Naga City Mayor Robredo, for his part, is asking for a more responsive and relevant IRA sharing scheme based on demographics, in view of the continuing effort to convert more towns into cities. Because Philippine cities today are supporting between 34 and 43 percent of the population, he says a 23-percent share is no longer tenable. Specifically, he eyes the share of provinces as the most logical source, since these have benefited the most under the current scheme.

Yet because it comes like the proverbial manna from heaven, the IRA has also made many local governnments dependent on the national government — a development quite contrary to the very spirit of local autonomy envisioned in the Code. Asks Pimentel, whose office estimates the number of IRA-dependent local governments at over 80 percent: "What happens now to the objective of devolution, which is to create more autonomous units of government, more self-reliant, more innovative in their approach to development?"

As he sees it, this dependence is the result of the failure of local governments to use their taxing power as provided for in the Code so they could raise funds on their own. The obvious reason for this, the senator says, is that local officials don't want to be blamed by their constituents for tax increases.

But imposing local taxes has not been the only underused — though in some cases abused — power in the hands of local governments. Another has to do with actively seeking alternative activities that will add to their resources. Still another is on the matter of the environmental impact of projects in their localities wherein the local government units have not been as assertive.

All this Brillantes attributes to mindsets that have been steeped in decades and decades of centralized governance. He says government structures and procedures — auditing rules, purchasing rules — are still oriented toward centralization, mired in bureaucratic inertia that is not supportive of local autonomy.
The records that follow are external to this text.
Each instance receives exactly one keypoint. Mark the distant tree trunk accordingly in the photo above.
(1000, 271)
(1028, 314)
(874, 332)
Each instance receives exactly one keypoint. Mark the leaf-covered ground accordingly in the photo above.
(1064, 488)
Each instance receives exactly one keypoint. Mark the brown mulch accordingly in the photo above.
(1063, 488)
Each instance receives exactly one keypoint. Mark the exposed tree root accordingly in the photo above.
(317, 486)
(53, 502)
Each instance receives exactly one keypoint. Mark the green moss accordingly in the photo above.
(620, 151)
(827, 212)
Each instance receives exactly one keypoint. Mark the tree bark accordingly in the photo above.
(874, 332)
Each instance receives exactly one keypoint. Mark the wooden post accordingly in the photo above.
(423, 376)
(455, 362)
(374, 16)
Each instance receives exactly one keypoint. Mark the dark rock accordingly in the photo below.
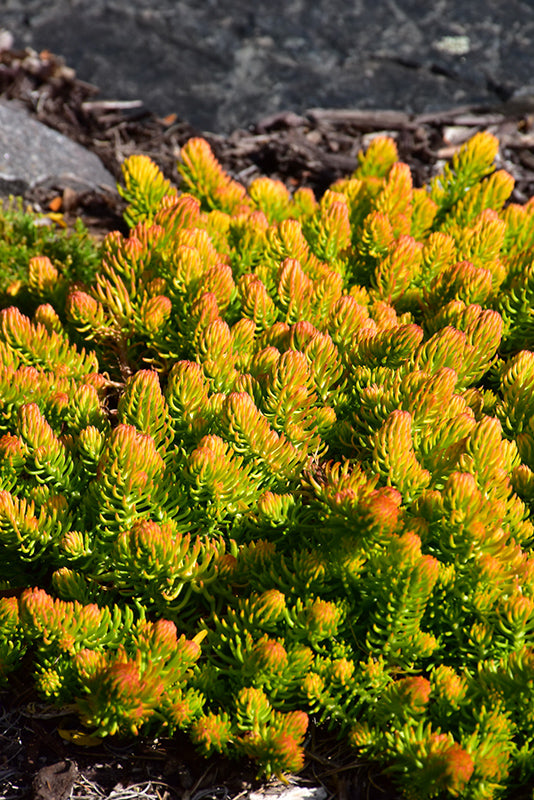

A case in point, as brought up by Robredo, is the Code's provision regarding the local school board. He says the school board has been "woefully" underused because it continues to follow the framework of a centralized public school system. "That, for the last three decades, has simply failed to work," he says. "To my mind, the local school board provision reinforces this institutional ineffectiveness and worse, shackles progressive communities like Naga, Bulacan, Cebu, and Marikina."

At the very least, however, the Code has led to a shift of perspectives and paradigms among the country's 79 provinces, 118 cities, 1,501 municipalities, and 42,000 barangays. And though the commonplace observation is that devolution democratized not only polity but also corruption, it actually devolved accountabilities as well. As Brillantes puts it: "Nasa inyo ang kapangyarihan, ngunit nasa inyo rin ang pananagutan (The power is in your hands, but so is the responsibility). It might sound like a slogan. But it's true, and I've seen it firsthand."

Brillantes also notes that 15 years is too short to turn things around. "But" he says, "the mere fact that we have been able to accomplish what we did is already miraculous."

Robredo, however, would rather use the Parable of the Talents than talk of miracles when it comes to gauging how far local governments have gone.

"In that parable," he says, "the wicked slave — who buried the gold entrusted to him — was punished by our Lord by casting him into the darkness. This resonates clearly with the need to exact accountability among local officials, and the Code can explicitly mandate a performance evaluation system among elected officials — particularly chief executives — that will rate them comprehensively, and whose results should be publicized nationwide to allow for comparison. This will empower voters with a solid basis for their decisions come election day: whether to reward their leaders with another term, or cast them off into political oblivion."